When I was a young man during the Vietnam War I thought it a good bet that a cockpit would be my coffin. Now, at middle age, I have raised my sights. I want to die at the age of ninety-five in bed with a twenty-three-year-old nymphomaniac, shot to death by her jealous husband. Alas, a more likely scenario is that I’ll be driven mad by an incurable case of diaper rash and be shot to death by a police officer trying to prevent me from strangling my teddy bear.
Whatever, before I go I hope I don’t drool too much. I want to cry when I see old folks drool.
Tom Cawley is a few years older than I am, but only a few. He eyes the Queen’s busted latch with a practiced eye and heads back into the hangar for his drill. The broken part is riveted on and the rivets will have to be drilled.
No one at Dutchess County Airport could do the work on Monday morning, but one mechanic telephoned Tom Cawley at Sky Acres, an airport eight miles to the northeast, so I have flown over. The airport is a hilltop affair. To reach Cawley’s maintenance hangar I taxied to the north end of the runway, then up a paved ramp with a precipitous drop-off on the north side. He has the only aircraft maintenance facility with a view that I have ever found in my travels. Most airports are vast flat places, usually in valleys, and if they have a view it is upward at surrounding hills. From my position beside the
Queen
I can look across the hills of the Hudson River Valley and see the low mountains beyond. The Catskills are quite prominent to the northwest.
I tell him I was worried about the latch failing and the cowling coming off.
“Thousands of twin Beeches flying around with busted latches,” he says.
“Does the cowling ever come off?”
“Occasionally.”
I tell him my fear of the top cowling breaking off the fuel gauge under the fuel tank.
“If the cowling comes off, it’ll go forward,” Cawley says, “into the prop. It’s an airfoil.”
I can visualize what happens next. In seconds the cowling will be chewed apart by the propeller. Inevitably some of the pieces will come aft instead of being flung outward. Even if there is no other damage to the plane, the prop will be trashed. I decide that I could leave the cowling here with Cawley for a week if necessary and come back and get it when it is fixed. The plane will fly five or six MPH slower without it since the engine is baffled, but what the hey—that’s a small price. I explain to Cawley that I can leave the cowling and he just nods. He’s busy.
He soon gives up on drilling the rivets with the cowling still on the airplane, so we drop it off.

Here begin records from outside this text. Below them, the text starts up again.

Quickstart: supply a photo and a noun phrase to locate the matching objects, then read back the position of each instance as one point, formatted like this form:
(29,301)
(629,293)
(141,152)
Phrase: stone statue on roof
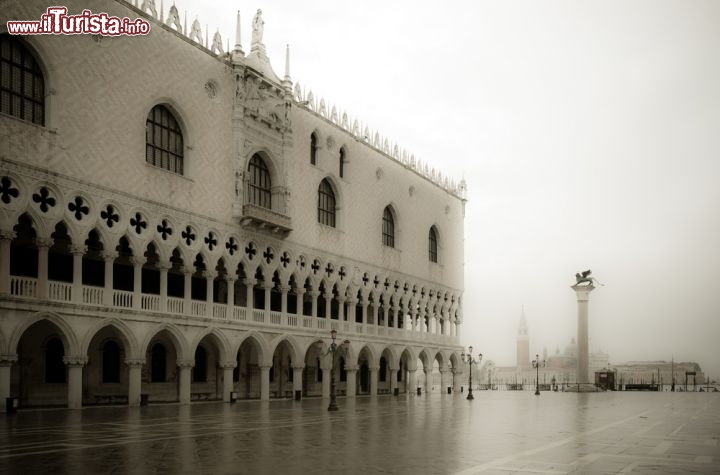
(258,27)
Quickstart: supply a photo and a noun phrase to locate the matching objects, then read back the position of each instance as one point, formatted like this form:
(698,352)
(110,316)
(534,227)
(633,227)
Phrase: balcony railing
(27,287)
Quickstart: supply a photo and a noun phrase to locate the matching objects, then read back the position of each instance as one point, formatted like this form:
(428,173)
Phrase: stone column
(134,380)
(393,379)
(583,359)
(268,294)
(314,294)
(412,380)
(299,293)
(250,295)
(77,252)
(375,307)
(284,289)
(264,383)
(43,246)
(163,267)
(75,365)
(351,384)
(230,279)
(227,367)
(444,382)
(188,271)
(109,258)
(341,308)
(328,304)
(209,287)
(373,380)
(326,377)
(185,369)
(297,378)
(6,362)
(6,237)
(137,262)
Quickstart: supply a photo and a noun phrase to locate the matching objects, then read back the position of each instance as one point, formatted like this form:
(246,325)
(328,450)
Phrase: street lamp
(469,359)
(536,364)
(333,349)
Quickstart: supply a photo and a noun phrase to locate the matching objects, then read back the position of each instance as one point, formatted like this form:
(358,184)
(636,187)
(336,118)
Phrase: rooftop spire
(238,37)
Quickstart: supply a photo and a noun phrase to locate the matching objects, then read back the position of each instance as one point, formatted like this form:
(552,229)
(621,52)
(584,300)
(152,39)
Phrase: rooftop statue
(584,277)
(258,27)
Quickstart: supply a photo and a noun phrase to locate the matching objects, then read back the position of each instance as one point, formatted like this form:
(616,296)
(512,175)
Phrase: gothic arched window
(388,228)
(22,86)
(259,184)
(326,204)
(163,140)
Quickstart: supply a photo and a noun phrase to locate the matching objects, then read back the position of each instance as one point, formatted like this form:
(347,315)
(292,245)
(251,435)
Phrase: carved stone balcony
(262,219)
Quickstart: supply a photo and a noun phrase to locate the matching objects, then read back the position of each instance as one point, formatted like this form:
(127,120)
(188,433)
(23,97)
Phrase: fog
(588,133)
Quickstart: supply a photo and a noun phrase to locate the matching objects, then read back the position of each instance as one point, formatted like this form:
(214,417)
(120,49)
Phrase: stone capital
(76,249)
(8,359)
(109,255)
(75,361)
(134,362)
(7,235)
(138,261)
(44,242)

He takes the lower half into the hangar to work on it, and I borrow a grease gun and set about greasing the knuckle-joint fittings on the landing gear. Some of the zirks won’t take grease, so I get my wrench and change zirks. In minutes I am filthy.
Soon Cawley has the broken latch part off the cowling. I am still unsure if it can be repaired today, but he says yes. “Let’s ride into town and let Siggy weld this.”

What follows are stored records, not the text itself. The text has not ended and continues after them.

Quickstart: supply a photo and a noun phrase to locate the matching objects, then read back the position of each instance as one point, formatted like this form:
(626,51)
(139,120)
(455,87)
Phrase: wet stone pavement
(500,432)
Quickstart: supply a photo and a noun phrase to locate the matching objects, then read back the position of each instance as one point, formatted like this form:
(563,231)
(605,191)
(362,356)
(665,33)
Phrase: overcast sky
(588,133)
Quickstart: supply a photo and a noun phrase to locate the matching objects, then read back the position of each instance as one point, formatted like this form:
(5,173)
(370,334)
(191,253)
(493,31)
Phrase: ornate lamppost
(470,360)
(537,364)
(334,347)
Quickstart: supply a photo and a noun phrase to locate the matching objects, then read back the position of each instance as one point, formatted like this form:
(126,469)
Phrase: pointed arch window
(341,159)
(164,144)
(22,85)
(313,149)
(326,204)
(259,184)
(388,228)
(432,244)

The trip is eight or nine miles, and soon Cawley and I are getting acquainted. He is a shy individual who doesn’t want to tell me much about himself until he hears about me. Finally he opens up. He has spent most of his adult life in civil aviation—hauled freight in Beech 18s, Aztecs, currently a twin Navajo, flies for an outfit that does infrared mapping, runs his own maintenance facility—basically done anything and everything that a person can do to earn a living around airplanes. And for recreation he has restored and flown old aircraft—he owned a Stearman for thirteen years—and skydives. He has over 800 jumps and likes to compete.

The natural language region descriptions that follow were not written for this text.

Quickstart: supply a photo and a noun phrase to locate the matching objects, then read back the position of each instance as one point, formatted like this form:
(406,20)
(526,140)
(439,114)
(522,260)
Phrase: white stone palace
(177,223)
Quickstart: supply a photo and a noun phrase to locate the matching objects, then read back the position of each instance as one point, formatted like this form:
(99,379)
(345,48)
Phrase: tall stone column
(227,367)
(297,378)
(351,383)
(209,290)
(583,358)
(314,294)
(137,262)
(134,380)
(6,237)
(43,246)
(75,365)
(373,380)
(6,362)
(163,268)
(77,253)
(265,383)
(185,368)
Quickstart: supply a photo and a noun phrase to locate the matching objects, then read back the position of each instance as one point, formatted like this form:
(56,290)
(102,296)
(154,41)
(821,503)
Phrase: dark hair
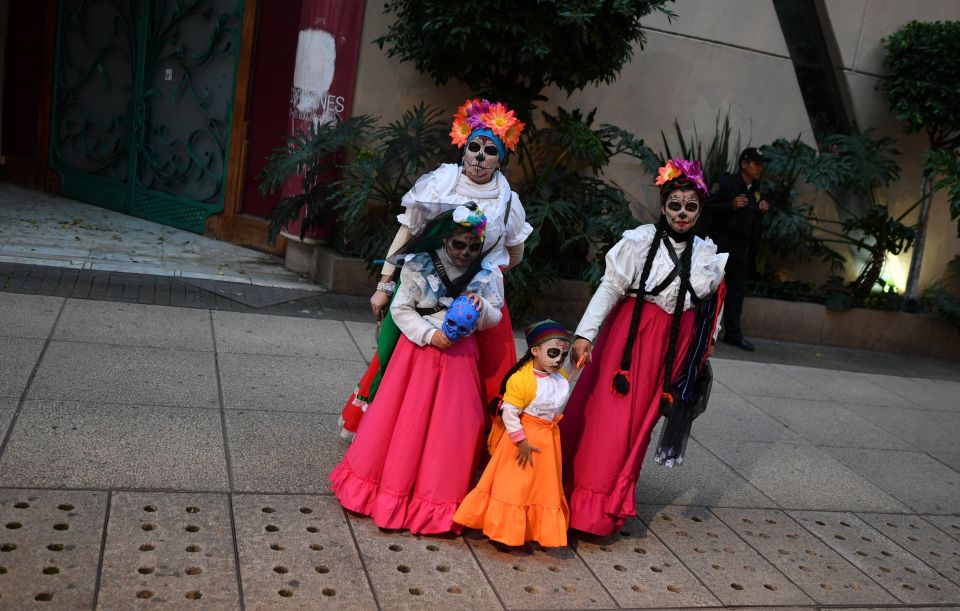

And he has opinions. On Saddam Hussein: “I know that there were political complications, but we should have run a pipe into that bunker and pumped in crude oil until the scratching on the door stopped, then sent in the historians.” On New York City natives: “They think upstate starts at the George Washington Bridge.” On me flying over the Adirondacks: “Follow the roads. If the engine quits up there you won’t have an antique airplane anymore.”